The Malaysian Rating Corporation (MARC) expects the government to trim operating expenditure, with possible cuts in emoluments, pensions and gratuities and in debt service charges. Prime Minister Mahathir Mohamad announced two weeks ago that the government will slash its total development budget by 15% to a RM220 million ceiling under its five-year development plan ending in 2020.
RHB Bank expects the new government to introduce sector specific taxes that would cover e-commerce and soda or sugar consumption, and possibly carbon tax, to increase government revenue. Despite reports in the media, new taxes such as digital tax, inheritance tax, and increase in real capital gains tax (RPGT) are unlikely to be announced. Several banks expect the government to raise several existing taxes – notably on gambling, tobacco and alcohol – to boost revenues.
Welfare Aid Revision
Prime Minister Mahathir Mohamad has told local media that the government will eventually end an annual cash aid programme started by his predecessor, Najib Razak. The programme, which has been renamed as cost of living assistance, will be replaced with a more targeted system to keep public spending in check.
Analysts expect an affordable housing policy aimed at boosting homeownership among the country’s lowest wage earners, and easing of policies to encourage more buying to jumpstart the property market. Banks are encouraged to provide higher financing for first-time homebuyers. Afforts will be made to increase the usage of IBS for affordable housing projects.
The government will likely maintain a blanket fuel subsidy scheme in 2019, as it works on a more targeted scheme, according to Nomura.
UOB expects a higher budget deficit of between 3.5%-4% of GDP in 2018, before settling at 3.0%-3.5% next year, as the government works on settling outstanding tax refunds owed by the previous administration.
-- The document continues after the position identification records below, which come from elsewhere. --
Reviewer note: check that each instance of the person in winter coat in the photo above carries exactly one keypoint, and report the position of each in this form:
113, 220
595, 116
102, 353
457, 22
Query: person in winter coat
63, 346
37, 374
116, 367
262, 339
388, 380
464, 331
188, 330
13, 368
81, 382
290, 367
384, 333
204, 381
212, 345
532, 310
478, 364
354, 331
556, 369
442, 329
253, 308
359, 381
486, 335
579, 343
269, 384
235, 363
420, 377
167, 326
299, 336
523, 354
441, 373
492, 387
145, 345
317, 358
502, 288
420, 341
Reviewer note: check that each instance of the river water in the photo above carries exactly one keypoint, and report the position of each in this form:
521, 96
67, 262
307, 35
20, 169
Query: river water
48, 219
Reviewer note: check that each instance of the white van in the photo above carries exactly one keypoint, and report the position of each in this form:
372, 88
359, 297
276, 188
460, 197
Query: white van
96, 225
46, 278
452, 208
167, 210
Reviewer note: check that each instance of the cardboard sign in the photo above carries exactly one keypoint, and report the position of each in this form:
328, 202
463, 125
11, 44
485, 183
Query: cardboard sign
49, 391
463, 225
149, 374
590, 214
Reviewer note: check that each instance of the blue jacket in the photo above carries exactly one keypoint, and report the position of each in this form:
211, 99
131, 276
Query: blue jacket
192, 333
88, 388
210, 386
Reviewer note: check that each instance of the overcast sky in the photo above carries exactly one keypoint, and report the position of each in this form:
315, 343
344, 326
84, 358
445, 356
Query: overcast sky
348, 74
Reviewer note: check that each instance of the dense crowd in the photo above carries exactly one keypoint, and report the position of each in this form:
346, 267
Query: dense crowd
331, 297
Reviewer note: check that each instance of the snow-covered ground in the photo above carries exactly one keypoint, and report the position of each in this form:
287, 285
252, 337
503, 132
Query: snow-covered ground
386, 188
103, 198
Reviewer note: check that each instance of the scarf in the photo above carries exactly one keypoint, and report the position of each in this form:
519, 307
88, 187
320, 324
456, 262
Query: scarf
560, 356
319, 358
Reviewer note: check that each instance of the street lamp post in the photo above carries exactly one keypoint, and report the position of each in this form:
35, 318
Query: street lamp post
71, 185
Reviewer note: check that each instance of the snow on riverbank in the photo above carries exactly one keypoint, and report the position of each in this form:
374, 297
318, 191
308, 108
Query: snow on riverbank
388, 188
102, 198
When tabling the mid-term review of the 11th Malaysia Plan two weeks ago, Mahathir said the government will not be able to meet its fiscal deficit target, and that the deficit will be at 3.0% by the end of the five-year plan in 2020.
The government will give incentives for companies to embrace automation and information technology innovations under Budget 2019, International Trade and Industry deputy Minister Ong Kian Ming told local media, as part of the country’s push towards digital transformation of the manufacturing sector.